A12 – Por que o senhor quis lançar o seu livro também em Aparecida?
Ir. Maciel – Dois motivos me levaram a lançar este livro também na Comunidade São José, em Aparecida (SP). Primeiro, porque a proprietária e doadora das terras do “Morro dos Coqueiros” (1744) à Nossa Senhora Aparecida, dona Margarida Nunes Rangel (1690-1776), ia com freqüência à região da Aiuruoca, onde seus filhos moravam e foram criados, onde com freqüência eles aparecem nos documentos eclesiásticos, desde os anos de 1730. Segundo, porque muitos aparecidenses e potimenses são de origens aiuruocanas. Assim sendo, achei legítimo compartilhar com eles estas informações históricas também contidas no livro. Lembrando que o lançamento no Museu Municipal de Aiuruoca, em Minas Gerais, será no dia 06 de dezembro de 2014, às 20h00.

*No "Morro dos Coqueiros" foi erigida a primeira capela em honra a Nossa Senhora Aparecida. 

A12 – Qual trecho do livro o senhor destacaria?
Ir. Maciel – Na introdução do livro eu apontei sobre o nosso legado histórico grandioso e a necessidade de nossa tomada de consciência com relação ao mesmo, pois, “a nossa história é mãe e mestra” e com ela podemos realizar grandes e boas transformações:

“Nós sabemos que o exercício das sãs tradições alimenta a Cultura e esta nos revela a História.
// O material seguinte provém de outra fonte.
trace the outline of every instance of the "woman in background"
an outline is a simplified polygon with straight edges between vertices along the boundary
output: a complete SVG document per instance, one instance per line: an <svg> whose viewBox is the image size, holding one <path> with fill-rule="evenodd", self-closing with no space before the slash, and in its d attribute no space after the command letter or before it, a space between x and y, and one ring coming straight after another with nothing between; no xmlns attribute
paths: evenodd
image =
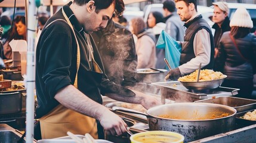
<svg viewBox="0 0 256 143"><path fill-rule="evenodd" d="M166 27L166 24L164 23L163 14L158 11L151 12L147 19L147 26L152 29L158 41L162 31L164 30Z"/></svg>
<svg viewBox="0 0 256 143"><path fill-rule="evenodd" d="M236 10L230 21L230 32L223 33L215 62L227 76L223 86L239 88L236 97L254 98L253 74L256 67L256 37L250 30L253 27L251 17L245 8Z"/></svg>
<svg viewBox="0 0 256 143"><path fill-rule="evenodd" d="M4 45L4 59L12 58L12 49L9 42L13 39L26 40L26 21L24 16L18 15L14 20L14 24L9 38Z"/></svg>
<svg viewBox="0 0 256 143"><path fill-rule="evenodd" d="M129 29L138 38L135 43L138 63L137 69L156 67L156 38L153 33L147 29L146 24L140 17L131 20Z"/></svg>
Portanto, o futuro será melhor quando nos conscientizarmos do presente, descortinando possibilidades e aprendendo com os antepassados. Então, sejamos otimistas, práticos e esperançosos, pessoas de ação! Afinal, o que temos a aprender com a História da Aiuruoca?”

 

Dados sobre a publicação: 
O livro é uma publicação particular, impresso pela Editora Santuário. Possui 197 páginas.